Abundance of ethnically biased microsatellites in human gene regions.

  • Nick Kinney,
  • Lin Kang,
  • Laurel Eckstrand,
  • Arichanah Pulenthiran,
  • Peter Samuel,
  • Ramu Anandakrishnan,
  • Robin T Varghese,
  • P Michalak,
  • Harold R Garner

DOI
https://doi.org/10.1371/journal.pone.0225216
Journal volume & issue
Vol. 14, no. 12
p. e0225216

Abstract

Read online

Microsatellites-a type of short tandem repeat (STR)-have been used for decades as putatively neutral markers to study the genetic structure of diverse human populations.

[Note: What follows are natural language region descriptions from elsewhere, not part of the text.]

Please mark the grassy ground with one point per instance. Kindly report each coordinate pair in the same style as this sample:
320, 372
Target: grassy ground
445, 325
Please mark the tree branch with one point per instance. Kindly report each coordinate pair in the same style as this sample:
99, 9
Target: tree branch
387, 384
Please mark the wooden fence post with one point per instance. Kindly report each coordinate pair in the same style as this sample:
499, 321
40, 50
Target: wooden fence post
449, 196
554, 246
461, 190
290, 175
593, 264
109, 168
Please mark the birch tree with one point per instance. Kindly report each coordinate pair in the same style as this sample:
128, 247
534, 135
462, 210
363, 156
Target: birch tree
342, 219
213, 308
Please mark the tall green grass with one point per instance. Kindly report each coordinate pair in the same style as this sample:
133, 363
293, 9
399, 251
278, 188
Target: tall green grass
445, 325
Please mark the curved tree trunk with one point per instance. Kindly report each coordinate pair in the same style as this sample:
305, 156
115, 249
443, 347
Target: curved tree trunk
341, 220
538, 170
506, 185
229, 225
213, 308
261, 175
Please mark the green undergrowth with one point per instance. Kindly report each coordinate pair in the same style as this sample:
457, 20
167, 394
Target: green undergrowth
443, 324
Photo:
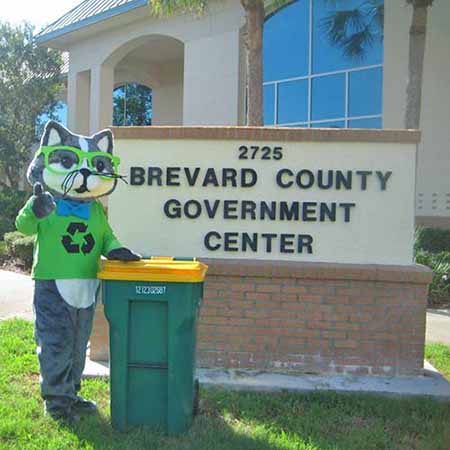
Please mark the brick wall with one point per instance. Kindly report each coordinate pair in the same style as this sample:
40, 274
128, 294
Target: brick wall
308, 318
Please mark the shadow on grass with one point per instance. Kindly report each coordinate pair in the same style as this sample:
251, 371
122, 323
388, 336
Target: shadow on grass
209, 432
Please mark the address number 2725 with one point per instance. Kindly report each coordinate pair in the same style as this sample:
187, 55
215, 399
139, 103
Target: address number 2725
257, 152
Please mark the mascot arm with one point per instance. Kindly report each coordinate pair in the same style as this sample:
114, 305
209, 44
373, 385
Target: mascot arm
26, 221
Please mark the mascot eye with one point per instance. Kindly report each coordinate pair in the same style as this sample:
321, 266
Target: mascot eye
100, 166
66, 162
103, 164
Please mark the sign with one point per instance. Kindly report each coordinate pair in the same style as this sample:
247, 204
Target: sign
349, 202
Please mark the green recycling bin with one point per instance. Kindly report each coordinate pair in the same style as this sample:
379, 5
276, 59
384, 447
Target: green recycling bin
152, 308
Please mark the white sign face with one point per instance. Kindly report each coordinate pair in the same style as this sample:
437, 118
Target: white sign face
296, 201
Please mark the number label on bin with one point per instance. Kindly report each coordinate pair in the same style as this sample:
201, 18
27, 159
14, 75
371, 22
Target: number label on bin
150, 290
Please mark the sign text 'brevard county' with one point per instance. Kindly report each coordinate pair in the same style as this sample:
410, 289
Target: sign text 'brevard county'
301, 179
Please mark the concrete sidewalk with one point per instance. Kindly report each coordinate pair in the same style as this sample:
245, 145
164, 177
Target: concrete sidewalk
431, 384
16, 295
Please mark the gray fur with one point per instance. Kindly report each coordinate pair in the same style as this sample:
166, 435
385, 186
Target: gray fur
43, 203
100, 142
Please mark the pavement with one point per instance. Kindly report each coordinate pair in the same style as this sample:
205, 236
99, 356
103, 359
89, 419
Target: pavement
438, 326
16, 293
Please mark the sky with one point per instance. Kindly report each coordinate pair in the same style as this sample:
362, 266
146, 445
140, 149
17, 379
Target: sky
39, 12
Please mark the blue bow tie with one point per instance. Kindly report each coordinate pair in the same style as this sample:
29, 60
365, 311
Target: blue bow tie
73, 208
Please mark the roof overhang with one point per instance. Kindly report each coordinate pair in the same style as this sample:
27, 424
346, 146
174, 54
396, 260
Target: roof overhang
60, 37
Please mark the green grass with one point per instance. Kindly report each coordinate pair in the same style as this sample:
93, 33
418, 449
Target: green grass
229, 420
439, 356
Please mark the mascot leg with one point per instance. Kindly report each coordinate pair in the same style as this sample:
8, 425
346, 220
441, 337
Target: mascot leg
55, 335
84, 320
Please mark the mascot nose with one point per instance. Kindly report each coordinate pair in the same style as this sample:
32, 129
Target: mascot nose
85, 172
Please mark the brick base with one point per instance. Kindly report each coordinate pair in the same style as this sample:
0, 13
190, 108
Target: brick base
308, 318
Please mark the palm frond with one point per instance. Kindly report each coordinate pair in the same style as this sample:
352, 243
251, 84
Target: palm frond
355, 30
356, 45
339, 25
170, 7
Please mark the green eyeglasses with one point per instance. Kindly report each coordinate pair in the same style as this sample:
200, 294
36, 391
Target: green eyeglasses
63, 160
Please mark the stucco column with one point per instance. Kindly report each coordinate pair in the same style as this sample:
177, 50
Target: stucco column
78, 95
101, 104
211, 80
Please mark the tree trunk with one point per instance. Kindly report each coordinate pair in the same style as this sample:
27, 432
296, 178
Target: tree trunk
254, 11
417, 41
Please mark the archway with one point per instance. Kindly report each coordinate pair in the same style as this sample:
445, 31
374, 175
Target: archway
132, 105
151, 70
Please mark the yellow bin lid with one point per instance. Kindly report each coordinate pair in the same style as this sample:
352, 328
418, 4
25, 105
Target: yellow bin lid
154, 269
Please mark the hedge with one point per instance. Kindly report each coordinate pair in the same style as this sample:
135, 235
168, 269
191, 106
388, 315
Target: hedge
21, 247
433, 240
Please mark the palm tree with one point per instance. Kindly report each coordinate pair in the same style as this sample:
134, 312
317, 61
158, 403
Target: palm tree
254, 14
417, 40
356, 29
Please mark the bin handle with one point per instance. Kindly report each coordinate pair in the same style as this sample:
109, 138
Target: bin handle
170, 258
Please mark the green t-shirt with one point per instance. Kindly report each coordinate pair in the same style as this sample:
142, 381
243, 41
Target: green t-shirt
67, 247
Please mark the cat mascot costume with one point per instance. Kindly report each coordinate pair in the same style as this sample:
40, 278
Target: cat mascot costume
69, 173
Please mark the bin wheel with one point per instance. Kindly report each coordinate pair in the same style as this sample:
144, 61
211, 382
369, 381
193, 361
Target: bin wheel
196, 406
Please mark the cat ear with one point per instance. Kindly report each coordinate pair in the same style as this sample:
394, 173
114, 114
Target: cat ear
54, 134
104, 140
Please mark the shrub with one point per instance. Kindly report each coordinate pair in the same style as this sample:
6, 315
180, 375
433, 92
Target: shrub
432, 240
21, 247
11, 201
439, 290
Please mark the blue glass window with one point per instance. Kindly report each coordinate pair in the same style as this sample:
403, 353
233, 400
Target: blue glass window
345, 91
333, 124
365, 92
365, 123
286, 42
328, 97
293, 101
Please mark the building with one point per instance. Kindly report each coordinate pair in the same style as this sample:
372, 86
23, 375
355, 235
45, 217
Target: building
195, 67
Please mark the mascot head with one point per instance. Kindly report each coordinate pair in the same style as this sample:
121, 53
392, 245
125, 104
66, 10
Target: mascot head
75, 167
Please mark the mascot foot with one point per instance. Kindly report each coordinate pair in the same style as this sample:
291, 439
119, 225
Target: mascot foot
83, 405
63, 415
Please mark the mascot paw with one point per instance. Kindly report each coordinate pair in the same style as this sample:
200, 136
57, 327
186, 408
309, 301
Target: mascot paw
43, 203
123, 254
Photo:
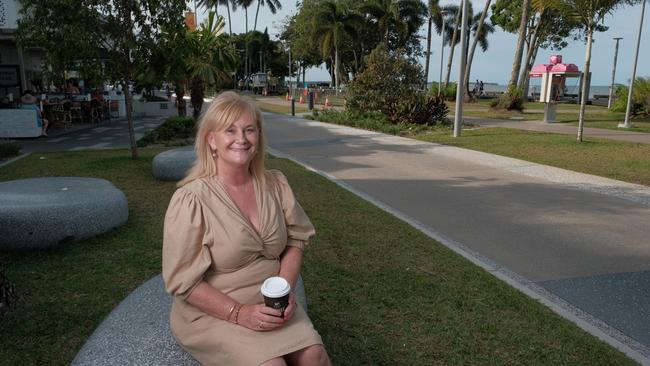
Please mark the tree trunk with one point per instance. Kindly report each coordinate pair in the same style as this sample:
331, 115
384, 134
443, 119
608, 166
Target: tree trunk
516, 63
336, 67
585, 81
530, 67
259, 2
196, 97
523, 76
128, 101
181, 106
479, 29
452, 45
229, 19
428, 58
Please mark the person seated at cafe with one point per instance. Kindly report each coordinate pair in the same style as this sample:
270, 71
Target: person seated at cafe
28, 101
5, 103
71, 89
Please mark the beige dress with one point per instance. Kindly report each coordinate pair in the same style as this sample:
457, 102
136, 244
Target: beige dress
207, 238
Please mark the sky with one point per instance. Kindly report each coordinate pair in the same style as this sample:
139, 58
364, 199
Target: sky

However, recent studies have demonstrated that some microsatellites contribute to gene expression, cis heritability, and phenotype. As a corollary, some microsatellites may contribute to differential gene expression and RNA/protein structure stability in distinct human populations. To test this hypothesis, we investigate genotype frequencies, functional relevance, and adaptive potential of microsatellites in five super-populations (ethnicities) drawn from the 1000 Genomes Project. We discover 3,984 ethnically-biased microsatellite loci (EBML); for each EBML at least one ethnicity has genotype frequencies statistically different from the remaining four. South Asian, East Asian, European, and American EBML show significant overlap; on the contrary, the set of African EBML is mostly unique. We cross-reference the 3,984 EBML with 2,060 previously identified expression STRs (eSTRs); repeats known to affect gene expression (64 total) are over-represented. The most significant pathway enrichments are those associated with the matrisome: a broad collection of genes encoding the extracellular matrix and its associated proteins. At least 14 of the EBML have established links to human disease. Analysis of the 3,984 EBML with respect to known selective sweep regions in the genome shows that allelic variation in some of them is likely associated with adaptive evolution.